The proposed CNN architecture was first fully trained using 35 images from the two publicly available MS lesion segmentation datasets of the MICCAI society. Both the MICCAI2008 (Styner et al., 2008) and MICCAI2016 (Commowick et al., 2018) are currently used as benchmarks to compare the accuracy of novel MS lesion segmentation pipelines. Please note that for each individual challenge, the proposed network architecture performed in the top rank (see Valverde et al. (2017) for the final ranking and comparison with other state-of-the-art methods).

MICCAI 2008 dataset

The MICCAI 2008 MS lesion segmentation challenge was composed of 20 training scans from research subjects, which were acquired at Children's Hospital Boston (CHB, 3 T Siemens) and University of North Carolina (UNC, 3 T Siemens Alegra). For each subject, the original T1-w, T2 weighted (T2-w) and FLAIR image modalities were provided with voxel size = 0.5 × 0.5 × 0.5 mm3. The provided FLAIR and T2-w image modalities were already rigidly co-registered to the T1-w space. All of the subjects were provided with manual expert annotations of WM lesions from a CHB and UNC expert rater. As pointed out by Styner et al. (2008), the UNC manual annotations were adapted to closely match those from CHB, and thus, only the CHB annotations were used. As a previous step, we skull-stripped both the T1-w and FLAIR images using the Brain Extraction Tool (BET) (Smith et al., 2002) and bias corrected using N3 (Sled et al., 1998). In order to keep the same voxel spacing between all the experiment datasets used in the paper, all the training images were then interpolated to (1 × 1 × 1 mm3) using the FSL-FLIRT utility (Greve and Fischl, 2009).

MICCAI 2016 dataset

The MICCAI 2016 MS lesion segmentation challenge (Commowick et al., 2018) was composed of 15 training scans acquired in three different scanner vendors: 5 scans (Philips Ingenia 3 T), 5 scans (Siemens Aera 1.5 T) and 5 scans (Siemens Verio 3 T). For each subject, 3D T1-w MPRAGE, 3D FLAIR, 3D T1-w gadolinium enhanced and 2D T2-w/Proton Density (PD) images were provided, with voxel sizes ranging from (0.74 × 0.74 × 0.7 mm3) to (0.72 × 0.72 × 4.0mm3). Please refer to the original publication for more details for the exact details of the acquisition parameters and image resolutions (Commowick et al., 2018). Manual lesion annotations for each training subject were provided as a consensus mask among 7 different human raters. Pre-processed images were already provided. The pre-processing pipeline consisted of a denoising step with the NL-means algorithm (Coupé et al., 2008) and a rigid registration (Commowick et al., 2012) of all of the modalities against the FLAIR image. Then, each of the modalities were skull-stripped using the volBrain platform (Manjón and Coupé, 2016) and bias corrected using the N4 algorithm (Tustison et al., 2010). Finally, all the training images were also interpolated to (1 × 1 × 1 mm3) using the FSL-FLIRT utility (Greve and Fischl, 2009) in order to match the same voxel spacing between all the experiment datasets.

Experiment details

All of the training images were first normalized with a zero mean and a standard deviation of one. The normalized images were used to build a set of 1,200,000 training patches, where 25% was selected for validation and the others were used to optimize the network's weights. We trained each of the two networks for 400 epochs with an early stopping of 50 epochs for each network. This technique permits to prevent over-fitting by stopping training after a number of 50 epochs without a decrease in the validation error. The parametric rectified linear activation function (PReLU) (He et al., 2015) was applied to all layers. The convolutional layers were regularized using batch normalization (Ioffe and Ioffe and Szegedy, 2015), while dropout (Srivastava et al., 2014) was applied to each of the FC layers with (p = 0.5). Network optimization was performed using the adaptive learning rate method (ADADELTA) (Zeiler, 2012) with a batch size of 128 and categorical cross-entropy as the loss cost. The post-processing parameters ≥t and l were set to 0.5 and 10, respectively.
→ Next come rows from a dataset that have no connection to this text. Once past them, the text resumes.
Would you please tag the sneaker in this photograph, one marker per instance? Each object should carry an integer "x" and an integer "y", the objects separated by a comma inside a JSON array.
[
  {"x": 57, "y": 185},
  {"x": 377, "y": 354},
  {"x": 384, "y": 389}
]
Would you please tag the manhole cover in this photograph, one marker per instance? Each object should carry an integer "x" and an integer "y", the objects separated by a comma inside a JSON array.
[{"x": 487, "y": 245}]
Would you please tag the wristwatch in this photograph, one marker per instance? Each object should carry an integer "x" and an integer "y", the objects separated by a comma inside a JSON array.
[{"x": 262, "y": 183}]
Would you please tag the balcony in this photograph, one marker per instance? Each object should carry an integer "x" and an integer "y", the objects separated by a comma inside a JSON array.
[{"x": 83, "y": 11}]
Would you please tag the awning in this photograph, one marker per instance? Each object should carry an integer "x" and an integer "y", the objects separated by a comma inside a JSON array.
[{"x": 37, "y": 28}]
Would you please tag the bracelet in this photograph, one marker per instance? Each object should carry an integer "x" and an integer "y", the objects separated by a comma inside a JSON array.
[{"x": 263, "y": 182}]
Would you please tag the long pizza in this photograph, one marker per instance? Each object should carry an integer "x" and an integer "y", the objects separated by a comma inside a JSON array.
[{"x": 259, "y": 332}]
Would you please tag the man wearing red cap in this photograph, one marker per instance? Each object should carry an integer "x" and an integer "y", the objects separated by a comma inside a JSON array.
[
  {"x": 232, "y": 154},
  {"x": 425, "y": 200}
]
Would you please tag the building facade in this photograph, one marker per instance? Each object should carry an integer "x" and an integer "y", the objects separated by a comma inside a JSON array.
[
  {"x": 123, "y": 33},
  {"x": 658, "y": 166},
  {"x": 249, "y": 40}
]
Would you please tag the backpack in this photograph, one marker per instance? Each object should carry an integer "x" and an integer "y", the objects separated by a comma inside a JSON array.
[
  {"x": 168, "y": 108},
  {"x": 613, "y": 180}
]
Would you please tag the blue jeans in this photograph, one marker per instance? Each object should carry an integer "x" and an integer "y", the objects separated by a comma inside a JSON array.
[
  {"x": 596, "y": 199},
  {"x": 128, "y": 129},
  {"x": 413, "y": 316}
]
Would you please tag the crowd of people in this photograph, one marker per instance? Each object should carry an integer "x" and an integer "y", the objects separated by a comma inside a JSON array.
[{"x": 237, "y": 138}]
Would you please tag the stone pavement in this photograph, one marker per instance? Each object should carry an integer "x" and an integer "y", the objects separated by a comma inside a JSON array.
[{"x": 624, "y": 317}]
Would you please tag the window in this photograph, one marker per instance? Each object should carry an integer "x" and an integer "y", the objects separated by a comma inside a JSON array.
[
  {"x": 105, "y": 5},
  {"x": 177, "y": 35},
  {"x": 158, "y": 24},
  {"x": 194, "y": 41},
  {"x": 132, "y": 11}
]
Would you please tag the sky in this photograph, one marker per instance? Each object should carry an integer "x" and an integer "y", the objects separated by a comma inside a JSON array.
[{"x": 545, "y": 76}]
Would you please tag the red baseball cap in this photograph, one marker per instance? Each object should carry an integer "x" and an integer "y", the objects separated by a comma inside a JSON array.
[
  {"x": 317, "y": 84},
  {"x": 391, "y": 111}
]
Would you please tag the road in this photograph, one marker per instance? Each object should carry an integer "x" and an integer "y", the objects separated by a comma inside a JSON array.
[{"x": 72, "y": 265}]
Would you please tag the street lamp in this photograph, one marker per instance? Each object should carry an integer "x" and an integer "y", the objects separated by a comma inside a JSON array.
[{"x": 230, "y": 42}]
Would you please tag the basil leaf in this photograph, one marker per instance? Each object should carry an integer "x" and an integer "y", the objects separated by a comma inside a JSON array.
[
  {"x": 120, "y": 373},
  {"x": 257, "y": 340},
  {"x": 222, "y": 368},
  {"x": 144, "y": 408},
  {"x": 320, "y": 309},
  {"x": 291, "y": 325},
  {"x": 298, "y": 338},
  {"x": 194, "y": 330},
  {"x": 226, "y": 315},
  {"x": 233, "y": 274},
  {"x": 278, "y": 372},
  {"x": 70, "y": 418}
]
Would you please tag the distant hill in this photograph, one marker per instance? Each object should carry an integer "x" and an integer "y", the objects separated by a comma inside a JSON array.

Supervised domain adaptation

Although the convolutional layers can encode domain independent valid image features that describe the location, shape and lesion contrast, these features are then propagated through the FC layers, which learn to classify the lesion voxels based on the training data. However, this process is inherently dependent on the training domain characteristics, such as the intensity ratio between the lesion and the normal appearing tissue, which enables the FC layers to learn to optimize the best correlation between the extracted convolutional layers and the manual labels. However, the encoded knowledge already present in the source model can be effectively used to adapt it to an unseen target intensity domain because convolutional layers contain related features that can be transferred to unseen data while only re-training the FC layers (see Fig. 2). In our experiments, domain adaptation is performed by retraining all or some of the source FC layers using images from the target domain. Table 1 shows the number of network parameters used in each of the proposed configurations. As a result of reusing part of the implicit knowledge trained on the source model, the number of weights to optimize on the target model is significantly lower, which permits us to train the model with a reduced number of training images without over-fitting the model.

Fig. 2

Table 1

Training parameters on each of the CNN models used. When training the source model (see Subsection 2.2), all of the network layers are optimized from scratch. On the target models, only the last FC layer (FC3), last two FC layers (F2 + FC3) or all FC layers (FC1 + FC2 + FC3) are optimized, which significantly reduces the number of training parameters.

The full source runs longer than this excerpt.